DeepAb
DeepAb copied to clipboard
error while trying to predict the structure
i have a sequence of an antibody with a linker of GGGGSGGGGSGGGGS. i added divided the sequence into the heavy and light chains and tried to predict the structure however it produced this error in the step of Annotate predicted structure with output attention:
PDB must have a chain with chain id "[PBD ID]:H" /usr/local/lib/python3.7/dist-packages/Bio/PDB/PDBParser.py:399: PDBConstructionWarning: Ignoring unrecognized record 'pdbpat' at line 1 PDBConstructionWarning, An exception has occurred, use %tb to see the full traceback.
SystemExit: -1
also the .deepab.pdb file generated in the does not contain any atoms (it has pdbpatchnumbering: Unable to read patch file)

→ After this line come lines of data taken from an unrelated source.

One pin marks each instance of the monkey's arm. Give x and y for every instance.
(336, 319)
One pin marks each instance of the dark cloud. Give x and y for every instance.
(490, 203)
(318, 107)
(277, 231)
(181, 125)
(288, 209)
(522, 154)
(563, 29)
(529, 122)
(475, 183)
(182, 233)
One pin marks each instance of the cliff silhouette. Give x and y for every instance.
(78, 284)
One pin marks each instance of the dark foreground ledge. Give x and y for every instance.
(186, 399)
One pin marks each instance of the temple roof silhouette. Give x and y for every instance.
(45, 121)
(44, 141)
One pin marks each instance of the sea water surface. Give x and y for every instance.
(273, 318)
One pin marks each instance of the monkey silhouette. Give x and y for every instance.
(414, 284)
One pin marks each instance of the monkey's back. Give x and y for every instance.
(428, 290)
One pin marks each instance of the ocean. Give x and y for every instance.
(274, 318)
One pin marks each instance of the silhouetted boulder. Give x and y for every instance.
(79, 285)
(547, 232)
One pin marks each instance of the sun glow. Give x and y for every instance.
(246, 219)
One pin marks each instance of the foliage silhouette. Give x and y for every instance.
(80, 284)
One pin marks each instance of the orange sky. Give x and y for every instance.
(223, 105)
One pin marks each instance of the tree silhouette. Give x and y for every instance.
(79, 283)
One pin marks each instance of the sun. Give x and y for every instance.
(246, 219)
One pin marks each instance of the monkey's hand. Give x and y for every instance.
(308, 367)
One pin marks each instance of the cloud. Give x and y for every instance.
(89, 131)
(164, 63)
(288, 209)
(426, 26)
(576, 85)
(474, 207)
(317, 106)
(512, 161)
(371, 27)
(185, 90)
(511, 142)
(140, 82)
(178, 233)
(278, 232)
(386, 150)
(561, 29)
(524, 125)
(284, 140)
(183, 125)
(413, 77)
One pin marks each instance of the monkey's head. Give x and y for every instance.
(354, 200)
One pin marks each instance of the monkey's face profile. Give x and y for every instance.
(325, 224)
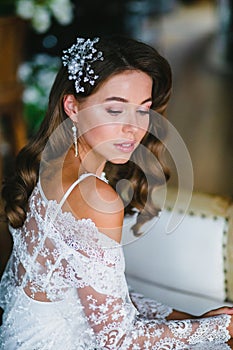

i am using the colab version
this worked fine when i removed the renumber option. However there is a new bug. when I add a sequence in the heavy and light chain with the renumber option not selected it produces a file with two chains very far from each other
Can you share an example of a fasta file that produces these errors? I can try to reproduce the errors and update the code accordingly.
EVKLQESEREQTTNGAWLNVKAYPHISSSKATLPKPSRTAPPTGDQMSKHLSLVFSSTYCDIQGFSQSVFRPGPICVVCVQSWSYLCTVCPILVLSVYVFSPGPICVHVCPVLVPSVYPLVPGGGGSGGGGSGGGGSDIVLTQSPWMVDVSNKFTVKYKTRGHYDPETLSQPEPAALVTLNCPFPGAHSSQPRTPVFASLSGLKSKPHLFLDSAHQPSANIPVTVPLLMHILPGSWDAAPTV
You may want to format your fasta like in the example -- with separately indicated H and L chains.
Hi @hima111997 just wanted to give a quick update.
I ran your sequences in the Colab notebook and am getting strange results as well. When I simply remove the linker, it looks like the chains are coming out almost perfectly linear. I tried a few strategies, including truncating some of the ends near the linker and got the same results.
I also tried to make these prediction with our more recent IgFold model, and I get another failure. However, this time I got an overlay of both chains as the output. I also tried to predict the chains individually with IgFold and got poor predictions for both. I'll dig in more and see if I can find what's confusing to the model about these sequences.